What if the key to surviving the Arctic lay not in fortifying against nature but in mimicking it? The Magnetic Colony borrows its internal logic from the anatomy of a sponge: a porous, cellular structure perforated with transparent openings that pull natural light deep into a thermally insulated core. The result is a fully autonomous settlement concept where 1000 to 1200 people live, grow food, generate power, and manage water without relying on external supply chains.
Designed by Antony Melnikov, the project was shortlisted in the EHC - Arctic competition, which challenges designers to rethink human habitation in extreme polar environments. The proposal clusters three domed blocks into a single colony housing 3000 residential units, supported by wind generators, underground water boreholes, and hyperloop cargo transport. It is equal parts survival kit and spatial manifesto.
Four Zones Stacked Inside a Dome

The section drawing reveals how the colony organizes life vertically across four distinct zones. The first level is the Green Zone, where natural vegetation grows on soil heated by a substructure of regulated pipes. Above it sits an educational and administrative zone containing schools, libraries, and laboratories. The upper floors combine residential, public, and operational functions in a mixed-use arrangement designed for flexibility.
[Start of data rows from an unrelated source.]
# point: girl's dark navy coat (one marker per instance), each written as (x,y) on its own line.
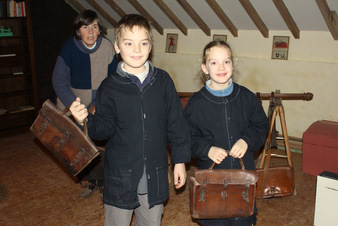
(221,121)
(138,125)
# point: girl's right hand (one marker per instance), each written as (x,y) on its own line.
(79,111)
(217,154)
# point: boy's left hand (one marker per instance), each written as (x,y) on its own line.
(239,149)
(180,175)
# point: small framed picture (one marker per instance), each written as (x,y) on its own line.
(171,44)
(219,37)
(280,47)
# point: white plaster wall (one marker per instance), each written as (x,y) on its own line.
(312,66)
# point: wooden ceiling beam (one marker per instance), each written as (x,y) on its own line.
(330,17)
(76,5)
(116,8)
(192,13)
(255,17)
(172,16)
(103,12)
(223,17)
(144,12)
(284,12)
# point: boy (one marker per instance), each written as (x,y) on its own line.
(138,110)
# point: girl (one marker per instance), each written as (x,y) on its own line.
(224,116)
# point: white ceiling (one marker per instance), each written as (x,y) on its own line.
(305,13)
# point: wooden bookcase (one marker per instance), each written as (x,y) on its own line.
(19,102)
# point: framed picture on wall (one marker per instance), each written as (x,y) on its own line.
(219,37)
(280,47)
(171,43)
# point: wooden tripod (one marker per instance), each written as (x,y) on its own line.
(275,108)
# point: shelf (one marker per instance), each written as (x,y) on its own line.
(18,83)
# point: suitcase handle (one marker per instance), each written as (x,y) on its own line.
(240,162)
(84,121)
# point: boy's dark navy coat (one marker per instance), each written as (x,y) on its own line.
(138,124)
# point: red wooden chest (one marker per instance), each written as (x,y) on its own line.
(320,148)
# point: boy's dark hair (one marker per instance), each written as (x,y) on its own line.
(87,17)
(130,21)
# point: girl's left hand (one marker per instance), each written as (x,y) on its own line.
(239,149)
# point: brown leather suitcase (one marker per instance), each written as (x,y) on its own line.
(66,141)
(222,193)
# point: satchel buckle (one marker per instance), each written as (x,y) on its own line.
(224,193)
(245,194)
(202,194)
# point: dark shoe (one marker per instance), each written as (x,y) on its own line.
(87,190)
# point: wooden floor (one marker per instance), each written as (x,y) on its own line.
(36,190)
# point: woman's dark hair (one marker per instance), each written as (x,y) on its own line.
(87,17)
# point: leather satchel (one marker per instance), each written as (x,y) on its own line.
(63,138)
(222,193)
(275,181)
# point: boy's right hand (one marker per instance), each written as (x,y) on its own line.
(217,154)
(79,111)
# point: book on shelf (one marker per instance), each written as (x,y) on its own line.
(26,108)
(16,8)
(3,111)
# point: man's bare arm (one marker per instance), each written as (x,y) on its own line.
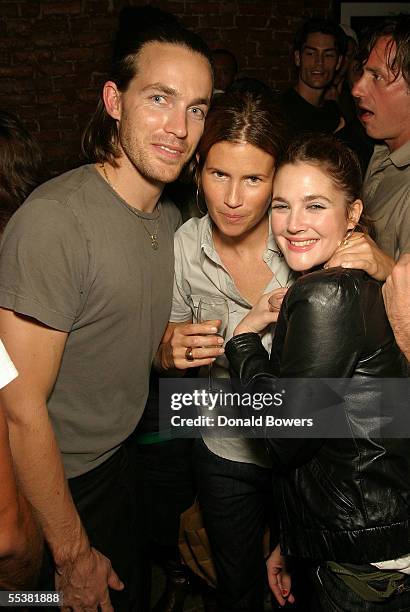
(20,537)
(83,574)
(396,293)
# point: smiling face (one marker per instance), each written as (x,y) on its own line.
(161,114)
(309,215)
(383,101)
(318,61)
(237,184)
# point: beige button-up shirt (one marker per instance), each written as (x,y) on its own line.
(386,197)
(199,271)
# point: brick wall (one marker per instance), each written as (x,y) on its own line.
(54,53)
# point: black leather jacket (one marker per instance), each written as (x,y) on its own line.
(339,499)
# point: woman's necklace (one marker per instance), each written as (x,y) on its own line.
(154,235)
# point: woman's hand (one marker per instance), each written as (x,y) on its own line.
(280,581)
(189,345)
(264,313)
(362,252)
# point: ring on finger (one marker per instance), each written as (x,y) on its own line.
(189,355)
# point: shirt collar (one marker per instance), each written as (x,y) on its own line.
(207,243)
(400,158)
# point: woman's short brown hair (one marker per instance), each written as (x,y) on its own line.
(243,117)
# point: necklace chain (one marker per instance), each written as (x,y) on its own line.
(154,235)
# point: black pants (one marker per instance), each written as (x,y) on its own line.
(333,595)
(169,488)
(108,500)
(235,499)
Seventy percent of the colony's volume is dedicated to residential use; the remaining thirty percent serves shared public functions.
Each of the 1600 modular units within a single block is organized to support localized public life while accommodating diverse uses. The spatial interlinking between levels is deliberate: it encourages social interaction and allows efficient energy distribution across the dome's height. The central dome's block structure mimics wool-based insulation, reducing heat loss, which is the dominant energy concern in any Arctic settlement.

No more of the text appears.